The others learn from Jean’s closed mind and work to better their situation. The strongest journeys are evident in Graham and Muriel. Graham is the most sure in his search as he is the only one with an existential motivation to go to India, and his quest is ultimately the most therapeutic and purifying. Muriel, on the other hand, goes for purely medical reasons, yet the trip prescribes all sorts of other remedies to her prejudiced ways. Smith’s wry, acerbic delivery as the crotchety Muriel offers a hilarious and moving arc of before and after. Imrie and Pickup provide some fun, too, as the swinging singles of the group, and show that old people can still be the life of the party.

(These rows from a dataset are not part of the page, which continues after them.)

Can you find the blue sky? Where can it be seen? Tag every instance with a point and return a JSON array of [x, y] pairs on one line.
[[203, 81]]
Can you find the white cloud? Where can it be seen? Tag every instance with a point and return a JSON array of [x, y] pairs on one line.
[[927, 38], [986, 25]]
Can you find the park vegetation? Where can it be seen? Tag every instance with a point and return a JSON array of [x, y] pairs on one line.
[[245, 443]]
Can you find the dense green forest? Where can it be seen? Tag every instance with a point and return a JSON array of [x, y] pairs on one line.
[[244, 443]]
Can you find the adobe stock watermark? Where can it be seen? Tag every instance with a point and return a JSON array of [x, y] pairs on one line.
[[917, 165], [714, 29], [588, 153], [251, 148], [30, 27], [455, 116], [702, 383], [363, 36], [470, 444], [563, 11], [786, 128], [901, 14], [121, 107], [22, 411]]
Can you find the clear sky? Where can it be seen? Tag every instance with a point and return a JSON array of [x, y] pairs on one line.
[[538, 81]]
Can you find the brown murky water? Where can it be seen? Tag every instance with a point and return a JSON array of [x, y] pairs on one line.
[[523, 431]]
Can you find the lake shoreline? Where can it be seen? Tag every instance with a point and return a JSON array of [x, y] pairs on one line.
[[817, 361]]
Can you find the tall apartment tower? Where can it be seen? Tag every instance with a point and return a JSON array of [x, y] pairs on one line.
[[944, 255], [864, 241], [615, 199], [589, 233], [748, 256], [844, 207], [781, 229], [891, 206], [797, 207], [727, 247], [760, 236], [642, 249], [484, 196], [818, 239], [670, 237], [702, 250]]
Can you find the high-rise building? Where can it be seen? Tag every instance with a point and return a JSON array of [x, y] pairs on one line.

There is perhaps one character too many among the party, since ample screen time occasionally passes before returning to one plotline or before tying two of them together. Nevertheless, all the threads of The Best Exotic Marigold Hotel show different facets of dealing with old age and of struggling to grasp one’s sense of purpose when time looks to be running out. Both droll and dramatic, the film provides a fun, warm, and refreshing tale of growing up after one has grown old.

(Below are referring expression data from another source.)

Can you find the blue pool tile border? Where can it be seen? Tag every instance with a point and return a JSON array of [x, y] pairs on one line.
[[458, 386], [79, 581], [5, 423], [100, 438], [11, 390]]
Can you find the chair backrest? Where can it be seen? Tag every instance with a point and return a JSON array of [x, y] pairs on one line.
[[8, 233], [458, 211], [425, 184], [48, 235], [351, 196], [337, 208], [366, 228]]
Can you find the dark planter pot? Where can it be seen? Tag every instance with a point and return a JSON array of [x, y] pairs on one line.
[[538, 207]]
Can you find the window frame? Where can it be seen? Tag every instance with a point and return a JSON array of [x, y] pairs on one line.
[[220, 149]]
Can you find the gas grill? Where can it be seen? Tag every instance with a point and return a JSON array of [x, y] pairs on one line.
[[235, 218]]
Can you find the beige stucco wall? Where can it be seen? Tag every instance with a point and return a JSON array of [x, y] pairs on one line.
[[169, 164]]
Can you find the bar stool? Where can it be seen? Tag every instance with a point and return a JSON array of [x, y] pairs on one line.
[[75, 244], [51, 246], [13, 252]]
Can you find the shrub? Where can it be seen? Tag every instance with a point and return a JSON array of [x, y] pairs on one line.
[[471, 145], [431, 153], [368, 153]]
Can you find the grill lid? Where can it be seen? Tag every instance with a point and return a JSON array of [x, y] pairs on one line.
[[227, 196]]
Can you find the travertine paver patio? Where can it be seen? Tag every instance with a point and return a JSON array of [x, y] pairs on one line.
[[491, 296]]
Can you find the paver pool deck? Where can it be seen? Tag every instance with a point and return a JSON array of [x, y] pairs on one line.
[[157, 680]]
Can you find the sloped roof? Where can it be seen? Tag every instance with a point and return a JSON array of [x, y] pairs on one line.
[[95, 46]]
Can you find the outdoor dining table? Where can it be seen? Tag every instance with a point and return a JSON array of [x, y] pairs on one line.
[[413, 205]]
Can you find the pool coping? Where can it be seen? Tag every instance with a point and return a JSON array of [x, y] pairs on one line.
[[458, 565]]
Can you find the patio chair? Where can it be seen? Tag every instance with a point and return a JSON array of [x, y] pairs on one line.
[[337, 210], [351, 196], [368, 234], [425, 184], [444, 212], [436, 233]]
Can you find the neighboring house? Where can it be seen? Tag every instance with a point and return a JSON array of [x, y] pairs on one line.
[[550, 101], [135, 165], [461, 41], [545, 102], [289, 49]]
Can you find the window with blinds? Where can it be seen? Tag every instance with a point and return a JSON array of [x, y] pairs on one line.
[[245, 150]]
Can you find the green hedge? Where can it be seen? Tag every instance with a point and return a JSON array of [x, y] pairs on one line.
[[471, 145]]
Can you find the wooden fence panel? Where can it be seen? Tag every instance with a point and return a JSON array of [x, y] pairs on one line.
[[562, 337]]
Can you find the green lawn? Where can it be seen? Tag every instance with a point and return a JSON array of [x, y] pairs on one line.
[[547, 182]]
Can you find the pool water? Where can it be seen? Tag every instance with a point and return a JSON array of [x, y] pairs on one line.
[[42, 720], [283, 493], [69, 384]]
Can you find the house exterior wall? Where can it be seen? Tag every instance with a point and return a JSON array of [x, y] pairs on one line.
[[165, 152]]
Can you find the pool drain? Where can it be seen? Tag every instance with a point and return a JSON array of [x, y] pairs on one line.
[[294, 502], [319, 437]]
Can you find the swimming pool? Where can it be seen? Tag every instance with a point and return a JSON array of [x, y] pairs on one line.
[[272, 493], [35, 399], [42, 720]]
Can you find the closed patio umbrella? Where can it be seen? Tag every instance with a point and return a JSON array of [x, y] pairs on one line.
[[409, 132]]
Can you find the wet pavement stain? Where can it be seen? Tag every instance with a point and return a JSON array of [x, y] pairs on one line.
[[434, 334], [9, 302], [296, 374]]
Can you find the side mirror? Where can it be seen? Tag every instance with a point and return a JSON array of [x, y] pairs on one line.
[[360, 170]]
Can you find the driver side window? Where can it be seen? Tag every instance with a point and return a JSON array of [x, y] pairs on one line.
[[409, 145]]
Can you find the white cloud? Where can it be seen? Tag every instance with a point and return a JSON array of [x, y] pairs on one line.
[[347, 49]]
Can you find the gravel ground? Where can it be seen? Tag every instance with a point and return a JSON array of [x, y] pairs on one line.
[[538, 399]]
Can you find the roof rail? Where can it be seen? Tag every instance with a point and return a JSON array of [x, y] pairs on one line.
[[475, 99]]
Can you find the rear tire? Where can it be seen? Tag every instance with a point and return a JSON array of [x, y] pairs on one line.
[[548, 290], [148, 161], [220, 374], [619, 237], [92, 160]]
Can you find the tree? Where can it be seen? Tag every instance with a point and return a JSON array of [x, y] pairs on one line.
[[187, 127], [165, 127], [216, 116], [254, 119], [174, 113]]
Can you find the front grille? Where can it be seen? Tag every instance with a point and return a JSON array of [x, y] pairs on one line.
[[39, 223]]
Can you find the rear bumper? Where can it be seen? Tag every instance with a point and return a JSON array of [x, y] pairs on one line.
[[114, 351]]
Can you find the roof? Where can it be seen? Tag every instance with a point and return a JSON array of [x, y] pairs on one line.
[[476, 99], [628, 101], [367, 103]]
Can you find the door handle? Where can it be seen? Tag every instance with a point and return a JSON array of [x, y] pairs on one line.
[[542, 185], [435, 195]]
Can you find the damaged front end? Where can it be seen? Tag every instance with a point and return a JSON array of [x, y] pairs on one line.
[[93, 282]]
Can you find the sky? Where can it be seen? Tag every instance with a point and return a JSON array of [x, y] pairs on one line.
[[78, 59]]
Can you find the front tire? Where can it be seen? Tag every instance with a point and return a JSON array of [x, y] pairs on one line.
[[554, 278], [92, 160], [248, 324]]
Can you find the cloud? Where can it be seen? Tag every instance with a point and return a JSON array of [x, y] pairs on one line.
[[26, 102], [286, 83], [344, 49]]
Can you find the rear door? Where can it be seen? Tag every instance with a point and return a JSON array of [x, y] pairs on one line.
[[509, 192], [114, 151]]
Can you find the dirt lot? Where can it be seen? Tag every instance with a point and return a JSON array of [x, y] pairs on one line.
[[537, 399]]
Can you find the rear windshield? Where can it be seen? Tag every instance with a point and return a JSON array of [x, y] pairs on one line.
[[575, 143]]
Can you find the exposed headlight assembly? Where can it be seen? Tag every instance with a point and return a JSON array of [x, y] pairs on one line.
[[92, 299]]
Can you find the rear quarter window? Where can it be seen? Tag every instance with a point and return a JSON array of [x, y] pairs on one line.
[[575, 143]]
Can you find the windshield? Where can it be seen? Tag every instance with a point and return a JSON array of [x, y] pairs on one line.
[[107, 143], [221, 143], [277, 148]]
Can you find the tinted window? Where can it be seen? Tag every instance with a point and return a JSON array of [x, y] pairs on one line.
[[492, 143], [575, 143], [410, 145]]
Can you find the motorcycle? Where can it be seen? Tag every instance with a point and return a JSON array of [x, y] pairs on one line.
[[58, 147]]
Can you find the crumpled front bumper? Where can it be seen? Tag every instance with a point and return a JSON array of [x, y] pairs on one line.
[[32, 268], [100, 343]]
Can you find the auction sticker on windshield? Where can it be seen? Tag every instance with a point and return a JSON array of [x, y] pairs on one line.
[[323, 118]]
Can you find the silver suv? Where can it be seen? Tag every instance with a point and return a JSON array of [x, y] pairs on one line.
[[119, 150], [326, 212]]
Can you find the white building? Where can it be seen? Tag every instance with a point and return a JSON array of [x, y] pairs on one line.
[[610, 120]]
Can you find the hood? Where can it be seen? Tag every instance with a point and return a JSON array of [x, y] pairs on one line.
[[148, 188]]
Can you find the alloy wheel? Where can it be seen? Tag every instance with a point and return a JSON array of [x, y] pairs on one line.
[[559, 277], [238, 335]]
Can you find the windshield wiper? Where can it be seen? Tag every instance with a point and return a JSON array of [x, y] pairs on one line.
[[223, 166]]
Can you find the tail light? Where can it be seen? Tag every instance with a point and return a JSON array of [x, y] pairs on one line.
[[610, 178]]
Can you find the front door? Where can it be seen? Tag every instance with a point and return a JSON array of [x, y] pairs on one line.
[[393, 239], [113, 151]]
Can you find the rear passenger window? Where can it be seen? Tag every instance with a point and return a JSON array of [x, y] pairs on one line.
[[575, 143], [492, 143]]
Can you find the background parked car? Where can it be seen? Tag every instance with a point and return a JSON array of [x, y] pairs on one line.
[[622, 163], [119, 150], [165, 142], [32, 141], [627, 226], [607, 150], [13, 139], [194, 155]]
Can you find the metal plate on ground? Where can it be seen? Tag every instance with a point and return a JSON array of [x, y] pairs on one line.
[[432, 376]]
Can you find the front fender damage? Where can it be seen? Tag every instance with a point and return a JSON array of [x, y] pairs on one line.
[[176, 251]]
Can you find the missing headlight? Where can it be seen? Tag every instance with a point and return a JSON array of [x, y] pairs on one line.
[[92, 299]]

As handled by director John Madden (Shakespeare in Love, The Debt) and screenwriter Ol Parker (adapting the book by Deborah Moggach), The Exotic Marigold Hotel avoids the problematic and often patronizing life lessons of Liz Gilbert’s bildungsroman. It helps, too, that although The Best Exotic Marigold Hotel is a bit more Calendar Girls than A Room with a View, it avoids romanticizing the very land that yields such education. For example, when Douglas has his transformative solo expedition to an ancient temple, Madden withholds the setting from view. The film is more about the cultures offered by travel than the picturesque experiences. Whereas some travel films indulge in landscape porn and offer stunning shots of iconic images, The Best Exotic Marigold Hotel privileges the people over the place. In one of Sonny’s better uses, for example, the film uses his relationship with Sunaina (Tena Desae), which he keeps hidden from his mother, to question the rigid adherence to tradition and a refusal for change. The film rejects a postcard-perfect lensing of India altogether, with little of the scenery engulfing the shot aside from some details of working class living: some scenes are set amongst the busy streets, an ancient pool that sits cached amongst the houses, and some modern buildings provide a backdrop to the setting, but so do alleyways, cluttered offices, and impoverished chawls. The vibrant lensing by Ben Davis only helps draw attention to the gaps between the travellers’ fantasy and life as it is.

Rating: (out of ★★★★★)

The Best Exotic Marigold Hotel opens May 4th.